INTRODUCTION
Filoviruses cause fulminant haemorrhagic fever in humans and non-human primates, killing up to 90 % of the infected patients. Since the discovery of Marburg virus (MBGV) in 1967 and the emergence of Ebola virus (EBOV), its better known cousin, a few years later, these infections have therefore been a matter of high public and scientific concern. Although it is clear from the recorded history of filovirus outbreaks that all of them have so far been self-limiting and that the total number of human infections hitherto documented scarcely exceeds a thousand cases, EBOV by now ranges among the most ill-famed human viruses. For a long time, research on filoviruses has been impeded by their high pathogenicity, but with the advent of recombinant DNA technology our knowledge of the genome structures and the replication strategies of these agents has increased significantly.

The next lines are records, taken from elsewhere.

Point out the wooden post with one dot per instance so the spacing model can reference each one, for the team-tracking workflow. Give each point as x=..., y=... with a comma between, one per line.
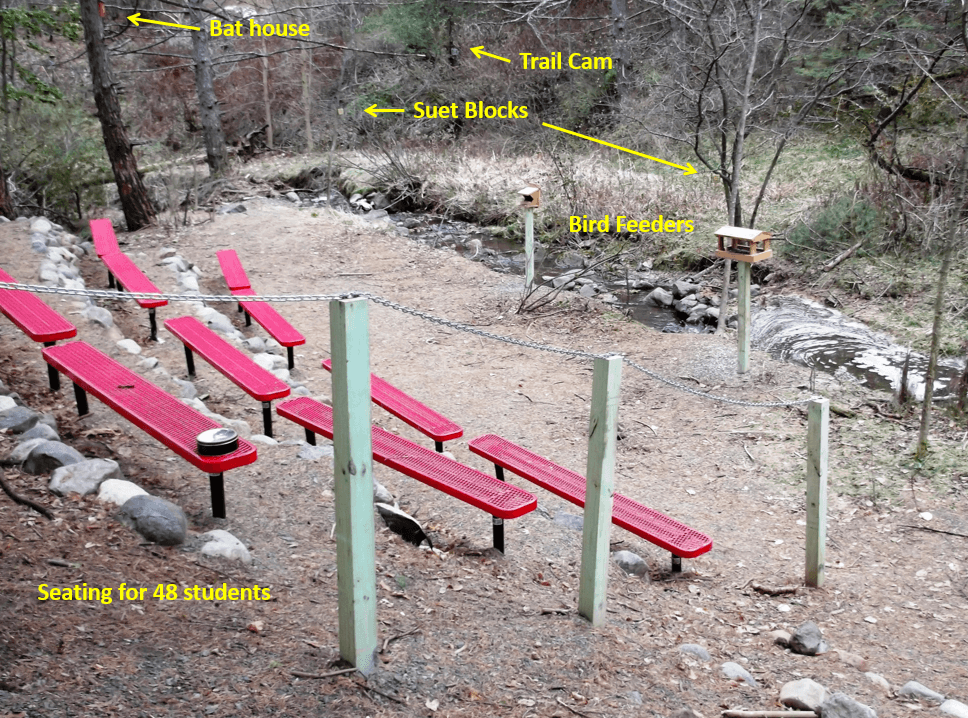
x=819, y=414
x=528, y=249
x=743, y=302
x=599, y=488
x=353, y=469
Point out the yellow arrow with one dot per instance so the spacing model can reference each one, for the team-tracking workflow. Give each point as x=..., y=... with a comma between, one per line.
x=373, y=109
x=689, y=169
x=479, y=50
x=136, y=18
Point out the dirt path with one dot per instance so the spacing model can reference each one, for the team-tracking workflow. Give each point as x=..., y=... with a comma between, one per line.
x=474, y=634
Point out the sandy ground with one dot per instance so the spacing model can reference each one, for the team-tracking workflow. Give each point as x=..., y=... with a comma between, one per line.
x=473, y=633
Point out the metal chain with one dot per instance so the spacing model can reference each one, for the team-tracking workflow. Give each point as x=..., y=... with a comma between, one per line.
x=458, y=326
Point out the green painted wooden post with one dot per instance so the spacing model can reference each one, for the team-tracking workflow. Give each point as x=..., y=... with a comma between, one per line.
x=819, y=414
x=353, y=469
x=599, y=488
x=743, y=301
x=528, y=249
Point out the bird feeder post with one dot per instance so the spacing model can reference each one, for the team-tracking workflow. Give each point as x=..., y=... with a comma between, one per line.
x=599, y=489
x=530, y=198
x=745, y=247
x=353, y=474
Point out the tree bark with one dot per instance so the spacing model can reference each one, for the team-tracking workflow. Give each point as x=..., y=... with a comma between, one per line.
x=208, y=111
x=138, y=211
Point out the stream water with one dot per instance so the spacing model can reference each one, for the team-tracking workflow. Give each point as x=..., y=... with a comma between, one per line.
x=789, y=328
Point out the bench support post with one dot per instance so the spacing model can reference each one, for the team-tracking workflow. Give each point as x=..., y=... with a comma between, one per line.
x=353, y=469
x=599, y=488
x=267, y=418
x=497, y=524
x=52, y=376
x=217, y=483
x=190, y=362
x=80, y=396
x=817, y=424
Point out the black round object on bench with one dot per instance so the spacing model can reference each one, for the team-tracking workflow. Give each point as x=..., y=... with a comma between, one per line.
x=217, y=442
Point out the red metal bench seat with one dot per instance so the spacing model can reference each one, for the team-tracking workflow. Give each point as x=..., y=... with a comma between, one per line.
x=35, y=319
x=501, y=500
x=665, y=532
x=255, y=381
x=148, y=407
x=407, y=409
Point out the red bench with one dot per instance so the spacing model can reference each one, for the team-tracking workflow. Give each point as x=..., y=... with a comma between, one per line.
x=406, y=408
x=102, y=233
x=129, y=277
x=236, y=366
x=148, y=407
x=665, y=532
x=35, y=319
x=501, y=500
x=270, y=320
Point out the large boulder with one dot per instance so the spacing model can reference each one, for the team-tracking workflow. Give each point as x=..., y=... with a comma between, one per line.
x=84, y=477
x=50, y=455
x=157, y=519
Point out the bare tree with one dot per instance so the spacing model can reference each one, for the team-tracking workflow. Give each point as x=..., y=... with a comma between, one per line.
x=138, y=211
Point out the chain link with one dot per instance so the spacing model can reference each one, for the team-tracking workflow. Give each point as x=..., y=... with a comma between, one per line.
x=457, y=326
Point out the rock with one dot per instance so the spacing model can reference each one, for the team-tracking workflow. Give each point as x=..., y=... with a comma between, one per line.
x=569, y=521
x=83, y=477
x=683, y=288
x=805, y=695
x=130, y=346
x=225, y=545
x=841, y=706
x=808, y=640
x=41, y=225
x=22, y=450
x=155, y=518
x=50, y=455
x=40, y=431
x=118, y=491
x=913, y=689
x=314, y=453
x=631, y=563
x=256, y=345
x=696, y=650
x=955, y=708
x=735, y=672
x=660, y=297
x=98, y=315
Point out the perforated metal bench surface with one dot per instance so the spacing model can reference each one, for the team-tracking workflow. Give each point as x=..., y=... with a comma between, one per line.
x=33, y=316
x=232, y=270
x=251, y=378
x=501, y=500
x=652, y=525
x=105, y=241
x=407, y=409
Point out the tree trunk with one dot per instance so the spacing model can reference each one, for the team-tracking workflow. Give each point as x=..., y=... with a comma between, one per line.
x=138, y=211
x=208, y=112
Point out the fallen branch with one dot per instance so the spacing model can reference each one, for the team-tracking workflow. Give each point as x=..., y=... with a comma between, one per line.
x=17, y=499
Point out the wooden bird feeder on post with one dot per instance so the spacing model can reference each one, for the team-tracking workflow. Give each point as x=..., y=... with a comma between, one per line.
x=743, y=246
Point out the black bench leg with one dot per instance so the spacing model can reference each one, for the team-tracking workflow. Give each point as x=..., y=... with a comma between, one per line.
x=267, y=417
x=218, y=495
x=190, y=361
x=81, y=397
x=52, y=374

PATHOPHYSIOLOGY OF FILOVIRUS INFECTIONS
The pathophysiological changes that make filovirus infections so devastating are just beginning to be unravelled. Pathogenesis in fatal infections in human and non-human primates is similar, suggesting the primate system is a reasonable model for studying filovirus haemorrhagic fever (Simpson et al., 1968; Murphy et al., 1971; Ellis et al., 1978; Fisher- Hoch et al., 1985; Ryabchikova et al., 1994). Clinical and biochemical findings support the anatomical observations of extensive liver involvement, renal damage, changes in vascular permeability, including endothelial damage, and activation of the clotting cascade. The visceral organ necrosis is a consequence of virus replication in parenchymal cells. However, no organ, not even the liver, shows sufficient damage to account for death.
Fluid distribution problems and platelet abnormalities are dominant clinical manifestations, reflecting damage of endothelial cells and decrease of platelets.